データ処理などは上記実施の形態と同様である。なお、2次元データは、色情報を含めることができる。記載しなかった事項は実施の形態1と同様である。
【0054】
<効果>
従来では、色ごとで版31の形状と印字30のチェックをしていたが、合成してできるので、色ごとの検査を、1回でできる。
【0055】
(実施の形態5)
版31の3次元データは、上記実施の形態では、レーザで計測し、2次元データへ変換していた。しかし、CCDやイメージセンサなどの2次元のデータから、2次元データへ変換することも可能である。
【0056】
たとえば、
図10(a)は、CCDで凸部33を測定した結果である。頂部範囲Tのみである。この結果を、一定条件12をふまえ、印字範囲S(
図10(b))を設定してもよい。この場合の一定条件12は、過去の版31の作製条件と凸部33の形状データとから導くことができる、凸部33の以前の形状、側面の以前の傾斜角度から導かれるものである。
【0057】
また、
図10(c)は、CCDなどのデータから計測された2次元データである。円の周辺が濃淡画像となっている。傾斜している部分である。この傾斜から、印字範囲Sを計算し、印字範囲S(
図10(d))を設定してもよい。その他、上記の実施の形態と同様である。
また、CCDなどを複数用いて、凸部33を異なる方向から撮像して、3次元データとする。その後、2次元データへ変換してもよい。または、直接、2次元データとしてもよい。
<効果>レーザなどの3次元計測器を使用しなくとも、版の形状データを2次元化できる。よって、装置構成が簡素化できる。記載しなかった事項は実施の形態1と同様である。
【0058】
(なお書き)
上記方法、装置で、版31の欠陥検査も当然できる。
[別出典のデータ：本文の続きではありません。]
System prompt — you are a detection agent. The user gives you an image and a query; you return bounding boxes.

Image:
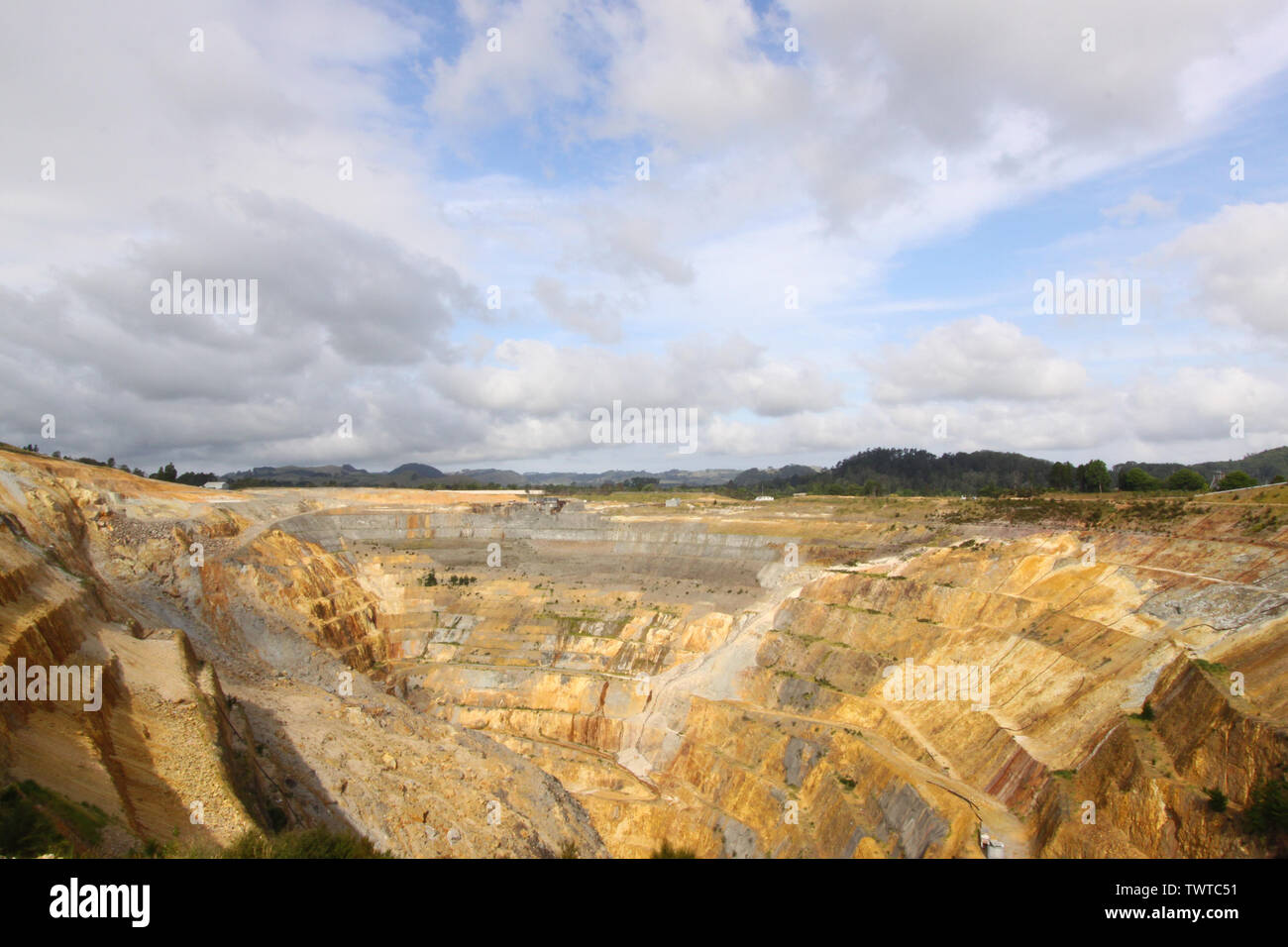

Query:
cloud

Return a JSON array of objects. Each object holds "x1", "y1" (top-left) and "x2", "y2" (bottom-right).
[
  {"x1": 1159, "y1": 202, "x2": 1288, "y2": 340},
  {"x1": 871, "y1": 316, "x2": 1087, "y2": 404},
  {"x1": 1100, "y1": 191, "x2": 1176, "y2": 227}
]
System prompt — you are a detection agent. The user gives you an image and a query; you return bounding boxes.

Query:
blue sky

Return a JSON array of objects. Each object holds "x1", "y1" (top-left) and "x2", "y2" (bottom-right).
[{"x1": 0, "y1": 0, "x2": 1288, "y2": 472}]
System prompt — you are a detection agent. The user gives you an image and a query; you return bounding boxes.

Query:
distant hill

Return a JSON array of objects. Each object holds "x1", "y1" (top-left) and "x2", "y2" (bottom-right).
[
  {"x1": 1113, "y1": 447, "x2": 1288, "y2": 483},
  {"x1": 752, "y1": 447, "x2": 1051, "y2": 493},
  {"x1": 729, "y1": 464, "x2": 820, "y2": 487},
  {"x1": 222, "y1": 464, "x2": 738, "y2": 488},
  {"x1": 222, "y1": 447, "x2": 1288, "y2": 494},
  {"x1": 222, "y1": 464, "x2": 443, "y2": 487}
]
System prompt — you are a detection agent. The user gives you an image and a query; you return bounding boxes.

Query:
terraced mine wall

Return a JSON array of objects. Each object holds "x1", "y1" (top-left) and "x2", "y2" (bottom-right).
[
  {"x1": 0, "y1": 451, "x2": 1288, "y2": 858},
  {"x1": 248, "y1": 505, "x2": 1288, "y2": 857}
]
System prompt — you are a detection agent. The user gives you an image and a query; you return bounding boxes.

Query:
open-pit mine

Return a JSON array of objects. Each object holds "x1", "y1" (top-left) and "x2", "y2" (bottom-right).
[{"x1": 0, "y1": 451, "x2": 1288, "y2": 858}]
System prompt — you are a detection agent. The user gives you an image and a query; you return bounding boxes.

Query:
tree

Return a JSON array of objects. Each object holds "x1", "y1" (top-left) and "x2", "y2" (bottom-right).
[
  {"x1": 1077, "y1": 460, "x2": 1115, "y2": 493},
  {"x1": 1047, "y1": 462, "x2": 1077, "y2": 489},
  {"x1": 1166, "y1": 467, "x2": 1207, "y2": 491},
  {"x1": 1216, "y1": 471, "x2": 1257, "y2": 489},
  {"x1": 1118, "y1": 467, "x2": 1163, "y2": 491}
]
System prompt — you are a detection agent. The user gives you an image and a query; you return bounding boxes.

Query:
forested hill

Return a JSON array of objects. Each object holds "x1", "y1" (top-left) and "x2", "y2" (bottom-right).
[{"x1": 765, "y1": 447, "x2": 1051, "y2": 493}]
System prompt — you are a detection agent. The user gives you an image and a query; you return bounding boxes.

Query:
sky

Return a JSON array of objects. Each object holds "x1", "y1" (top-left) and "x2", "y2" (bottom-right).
[{"x1": 0, "y1": 0, "x2": 1288, "y2": 473}]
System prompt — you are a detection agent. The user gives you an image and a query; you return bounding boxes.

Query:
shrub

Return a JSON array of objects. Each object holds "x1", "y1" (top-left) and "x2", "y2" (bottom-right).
[
  {"x1": 1216, "y1": 471, "x2": 1257, "y2": 489},
  {"x1": 1130, "y1": 701, "x2": 1154, "y2": 720},
  {"x1": 1243, "y1": 776, "x2": 1288, "y2": 837},
  {"x1": 1166, "y1": 467, "x2": 1207, "y2": 489},
  {"x1": 649, "y1": 839, "x2": 698, "y2": 858},
  {"x1": 1203, "y1": 786, "x2": 1231, "y2": 811},
  {"x1": 223, "y1": 828, "x2": 387, "y2": 858}
]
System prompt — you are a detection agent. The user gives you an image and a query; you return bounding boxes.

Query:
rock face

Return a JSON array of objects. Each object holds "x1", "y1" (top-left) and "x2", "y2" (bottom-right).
[
  {"x1": 0, "y1": 453, "x2": 1288, "y2": 858},
  {"x1": 0, "y1": 453, "x2": 606, "y2": 857}
]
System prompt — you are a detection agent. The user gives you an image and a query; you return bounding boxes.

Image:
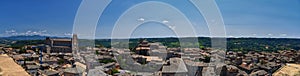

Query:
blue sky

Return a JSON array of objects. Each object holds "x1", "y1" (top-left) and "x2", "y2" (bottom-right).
[{"x1": 0, "y1": 0, "x2": 300, "y2": 38}]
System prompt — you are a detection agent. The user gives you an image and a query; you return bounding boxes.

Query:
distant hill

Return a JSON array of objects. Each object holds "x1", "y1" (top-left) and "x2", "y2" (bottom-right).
[{"x1": 0, "y1": 35, "x2": 69, "y2": 40}]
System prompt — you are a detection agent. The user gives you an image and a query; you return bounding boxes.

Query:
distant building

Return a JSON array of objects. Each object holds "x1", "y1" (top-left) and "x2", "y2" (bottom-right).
[
  {"x1": 135, "y1": 40, "x2": 150, "y2": 56},
  {"x1": 162, "y1": 58, "x2": 188, "y2": 76},
  {"x1": 0, "y1": 54, "x2": 30, "y2": 76},
  {"x1": 273, "y1": 63, "x2": 300, "y2": 76},
  {"x1": 45, "y1": 34, "x2": 77, "y2": 53}
]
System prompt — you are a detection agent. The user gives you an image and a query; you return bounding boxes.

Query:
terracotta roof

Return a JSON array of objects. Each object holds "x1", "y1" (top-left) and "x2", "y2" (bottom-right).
[{"x1": 0, "y1": 54, "x2": 30, "y2": 76}]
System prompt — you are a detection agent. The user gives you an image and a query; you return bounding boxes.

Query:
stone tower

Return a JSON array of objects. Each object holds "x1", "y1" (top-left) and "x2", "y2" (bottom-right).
[{"x1": 72, "y1": 34, "x2": 78, "y2": 53}]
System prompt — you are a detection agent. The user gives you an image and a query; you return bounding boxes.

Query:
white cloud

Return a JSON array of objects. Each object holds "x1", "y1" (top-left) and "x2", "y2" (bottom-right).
[
  {"x1": 280, "y1": 34, "x2": 287, "y2": 36},
  {"x1": 162, "y1": 20, "x2": 169, "y2": 24},
  {"x1": 5, "y1": 30, "x2": 49, "y2": 36},
  {"x1": 64, "y1": 33, "x2": 72, "y2": 36},
  {"x1": 138, "y1": 18, "x2": 145, "y2": 22}
]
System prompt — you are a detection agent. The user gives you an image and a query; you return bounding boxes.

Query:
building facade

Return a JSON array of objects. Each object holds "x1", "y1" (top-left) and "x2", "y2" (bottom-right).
[{"x1": 45, "y1": 34, "x2": 78, "y2": 53}]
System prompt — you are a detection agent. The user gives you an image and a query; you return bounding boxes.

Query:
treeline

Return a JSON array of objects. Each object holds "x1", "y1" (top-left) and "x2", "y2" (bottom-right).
[
  {"x1": 1, "y1": 37, "x2": 300, "y2": 51},
  {"x1": 95, "y1": 37, "x2": 300, "y2": 51}
]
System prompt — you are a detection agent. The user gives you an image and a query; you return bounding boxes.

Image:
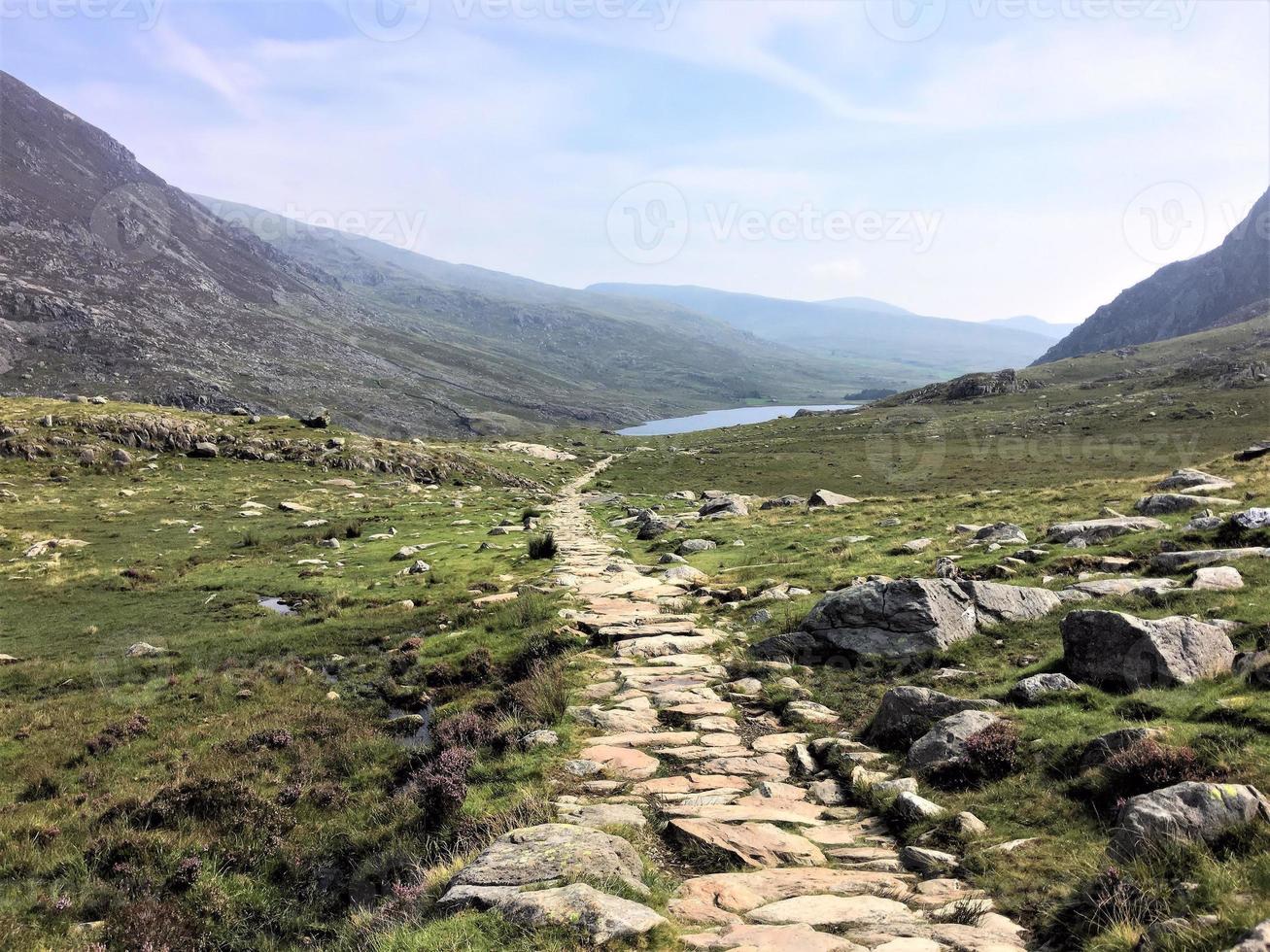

元のデータと版形状のデータとを比較する場合に、版31に欠陥、異物、欠けなどあれば、その部分が差分でわかり、検査できる。
基板34は、ポリエチレンテレフタレートを用いることができる。基板34の厚みは、100μm程度である。凸部33の形成としては、感光性樹脂を用いることができる。レーザ、UVなど光で露光しパターニングされる。凸版印刷だけでなく、印刷版を用いる分野では、この発明を用いることができる。上記実施の形態は、それぞれ組み合わせることができる。